“Who gits it, Mars Tom?”
“Why, we do.”
“En who gits de apology?”
“The United States. Or, we can take whichever we please. We can take the apology, if we want to, and let the gov’ment take the money.”
“How much money will it be, Mars Tom?”
“Well, in an aggravated case like this one, it will be at least three dollars apiece, and I don’t know but more.”
“Well, den, we’ll take de money, Mars Tom, blame de ’pology. Hain’t dat yo’ notion, too? En hain’t it yourn, Huck?”
We talked it over a little and allowed that that was as good a way as any, so we agreed to take the money.
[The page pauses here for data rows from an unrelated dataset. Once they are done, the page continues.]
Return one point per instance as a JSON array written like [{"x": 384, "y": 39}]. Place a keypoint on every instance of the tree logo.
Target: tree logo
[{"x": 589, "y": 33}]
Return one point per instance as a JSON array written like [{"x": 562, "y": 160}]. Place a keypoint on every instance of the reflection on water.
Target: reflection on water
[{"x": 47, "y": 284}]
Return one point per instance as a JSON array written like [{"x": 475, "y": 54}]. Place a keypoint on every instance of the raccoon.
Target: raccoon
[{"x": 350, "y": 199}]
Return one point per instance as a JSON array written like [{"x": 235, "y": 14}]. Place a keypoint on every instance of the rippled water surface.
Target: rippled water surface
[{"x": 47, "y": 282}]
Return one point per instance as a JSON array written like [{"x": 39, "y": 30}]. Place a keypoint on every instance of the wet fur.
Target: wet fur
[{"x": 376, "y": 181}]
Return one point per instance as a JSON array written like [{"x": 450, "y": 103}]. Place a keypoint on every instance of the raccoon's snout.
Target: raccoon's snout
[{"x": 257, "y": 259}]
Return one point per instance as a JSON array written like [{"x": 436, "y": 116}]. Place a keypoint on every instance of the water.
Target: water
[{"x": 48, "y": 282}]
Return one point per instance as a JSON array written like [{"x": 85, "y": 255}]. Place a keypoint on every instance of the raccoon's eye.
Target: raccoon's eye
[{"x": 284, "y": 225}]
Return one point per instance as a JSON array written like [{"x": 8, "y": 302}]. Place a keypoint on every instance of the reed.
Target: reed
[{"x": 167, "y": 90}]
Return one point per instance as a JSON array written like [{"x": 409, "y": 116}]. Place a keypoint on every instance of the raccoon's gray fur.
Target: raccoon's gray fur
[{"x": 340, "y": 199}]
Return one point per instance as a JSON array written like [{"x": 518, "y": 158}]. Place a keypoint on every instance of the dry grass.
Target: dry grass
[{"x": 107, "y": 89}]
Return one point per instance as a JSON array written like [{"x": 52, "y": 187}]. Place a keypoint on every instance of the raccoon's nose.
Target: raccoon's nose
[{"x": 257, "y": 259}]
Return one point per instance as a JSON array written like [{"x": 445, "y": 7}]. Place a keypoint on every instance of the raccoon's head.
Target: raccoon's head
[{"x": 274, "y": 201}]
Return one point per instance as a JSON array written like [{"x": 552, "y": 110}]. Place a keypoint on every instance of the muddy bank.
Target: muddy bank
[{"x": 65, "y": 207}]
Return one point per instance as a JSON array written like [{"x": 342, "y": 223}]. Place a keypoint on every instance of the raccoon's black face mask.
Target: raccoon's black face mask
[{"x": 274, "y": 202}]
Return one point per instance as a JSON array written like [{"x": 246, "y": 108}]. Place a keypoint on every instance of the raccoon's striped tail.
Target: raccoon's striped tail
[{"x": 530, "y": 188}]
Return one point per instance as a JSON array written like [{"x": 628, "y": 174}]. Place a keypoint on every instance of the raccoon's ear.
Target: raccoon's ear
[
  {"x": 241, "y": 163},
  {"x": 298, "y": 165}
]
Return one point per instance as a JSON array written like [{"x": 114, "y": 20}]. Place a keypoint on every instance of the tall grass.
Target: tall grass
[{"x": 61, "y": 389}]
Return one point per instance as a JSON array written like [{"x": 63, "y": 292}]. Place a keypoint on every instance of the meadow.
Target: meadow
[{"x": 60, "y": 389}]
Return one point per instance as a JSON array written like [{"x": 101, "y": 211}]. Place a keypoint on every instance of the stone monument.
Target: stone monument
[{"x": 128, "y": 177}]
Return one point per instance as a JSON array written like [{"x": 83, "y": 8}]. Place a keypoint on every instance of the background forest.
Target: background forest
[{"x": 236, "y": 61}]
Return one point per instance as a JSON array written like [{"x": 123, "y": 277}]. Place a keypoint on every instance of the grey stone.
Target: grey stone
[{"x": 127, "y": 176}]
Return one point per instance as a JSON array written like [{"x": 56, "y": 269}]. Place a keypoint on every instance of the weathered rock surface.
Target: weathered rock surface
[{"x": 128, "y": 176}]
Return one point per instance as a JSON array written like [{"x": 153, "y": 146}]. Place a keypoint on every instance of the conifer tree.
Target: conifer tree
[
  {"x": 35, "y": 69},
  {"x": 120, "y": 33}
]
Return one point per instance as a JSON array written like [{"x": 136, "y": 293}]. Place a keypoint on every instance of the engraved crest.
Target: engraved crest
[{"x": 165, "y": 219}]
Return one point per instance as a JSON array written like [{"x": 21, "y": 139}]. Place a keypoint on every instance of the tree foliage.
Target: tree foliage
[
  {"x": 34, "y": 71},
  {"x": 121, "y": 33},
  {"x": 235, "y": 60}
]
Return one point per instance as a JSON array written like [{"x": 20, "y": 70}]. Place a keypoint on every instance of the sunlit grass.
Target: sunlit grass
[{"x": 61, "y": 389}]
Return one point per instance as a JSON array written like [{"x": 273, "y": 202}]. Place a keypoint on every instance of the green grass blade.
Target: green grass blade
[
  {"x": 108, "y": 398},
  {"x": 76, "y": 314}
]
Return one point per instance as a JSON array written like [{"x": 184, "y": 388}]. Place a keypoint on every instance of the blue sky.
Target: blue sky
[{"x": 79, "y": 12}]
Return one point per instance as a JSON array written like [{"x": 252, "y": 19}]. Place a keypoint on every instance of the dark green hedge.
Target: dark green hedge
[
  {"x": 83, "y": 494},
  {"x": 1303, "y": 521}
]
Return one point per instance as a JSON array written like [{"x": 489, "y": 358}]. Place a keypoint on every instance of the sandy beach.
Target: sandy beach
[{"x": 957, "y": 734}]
It was a new business to me, and I asked Tom if countries always apologized when they had done wrong, and he says:
“Yes; the little ones does.”
We was sailing around examining the pyramids, you know, and now we soared up and roosted on the flat top of the biggest one, and found it was just like what the man said in the Sunday-school. It was like four pairs of stairs that starts broad at the bottom and slants up and comes together in a point at the top, only these stair-steps couldn’t be clumb the way you climb other stairs; no, for each step was as high as your chin, and you have to be boosted up from behind. The two other pyramids warn’t far away, and the people moving about on the sand between looked like bugs crawling, we was so high above them.